Reprendaris diperbantukan pada kementrian Pengajaran NIT dengan tugas Wakil Sekretaris Jenderal, kemudian sebagai Reprendaris pada Kantor Inspeksi Pengajaran Provinsi Sunda Kecil di Singaraja (1 Juli - 25 Oktober 1950. Jabatan Inspektur Sekolah Rakyat Daerah Provinsi Sunda Kecil di Singaraja, sempat diemban antara 25 Oktober 1950-1 Januari 1951, selanjutnya sebagai Inspeksi Daerah dengan tugas Pimpinan Sekolah Rakyat Sunda Kecil merangkap Koordinator Inspeksi pengajaran Daerah Provinsi Sunda Kecil sejak 1 Januari 1951 hingga 1 September 1957.

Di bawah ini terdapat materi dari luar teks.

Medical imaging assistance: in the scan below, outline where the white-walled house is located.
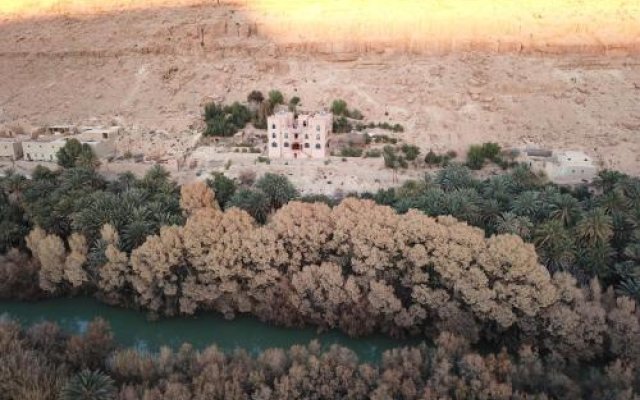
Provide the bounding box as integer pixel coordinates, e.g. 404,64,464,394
547,151,598,184
267,111,333,159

Ketika Provinsi Nusa Tenggara Timur (NTT) terbentuk bersama Provinsi Bali dan Nusa Tenggara Barat (NTB), Cak Doko memilih pulang kampung untuk menggenjot pendidikan di NTT yang masih jauh tertinggal dibanding daerah lainnya di Indonesia. Padahal, ia ditawarkan untuk ditempatkan sebagai pejabat pada Kementerian Pendidikan Pengajaran dan Kebudayaan (PP dan K) di Jakarta.
Cak Doko juga pernah menolak ketika akan dicalonkan sebagai Gubernur NTT yang pertama dan Anggota Konstituante. Akhirnya, Cak Doko diangkat sebagai Kepala Perwakilan PP dan K merangkap Kepala Dinas PP dan K NTT hingga pensiun pada tahun 1971.
Buah perjuangan dalam bidang pendikan di NTT, adalah pembangunan Kantor Perwakilan PP dan K NTT di Kupang, menggagas berdirinya Universitas Udaya di Denpasar - Bali (1959) dan Undana Kupang (1962), membentuk Yayasan Pendidikan Kristen (Yupenkris) yang mendorong berdirinya Sekolah Dasar (SD) Gereja Masehi Injili di Timor (GMIT) yang tersebar di berbagai pelosok di NTT serta mendirikan Universitas Kristen Artha Wacana (UKAW) Kupang pada tahun 1985 lalu.
Dalam membina rumah tangga, Cak Doko menikah dengan Dorkas Doko - Toepoe, 7 November 1938 dan memiliki empat putra, masing-masing Drs Benny Doko, Paul JA Doko SH, Viktor WF Doko dan Isayati M Doko.
"Cak Doko meninggal dunia di Kupang, pada tanggal 29 Juli 1985."
Untuk mengenang kepahlawanan Cak Doko, sebuah patung atau monumen torso IH Doko dibangun di sudut timur lapangan upacara yang diberi nama Alun-alun IH Doko di Kantor Dinas Pendidikan dan Kebudayaan NTT di Kupang.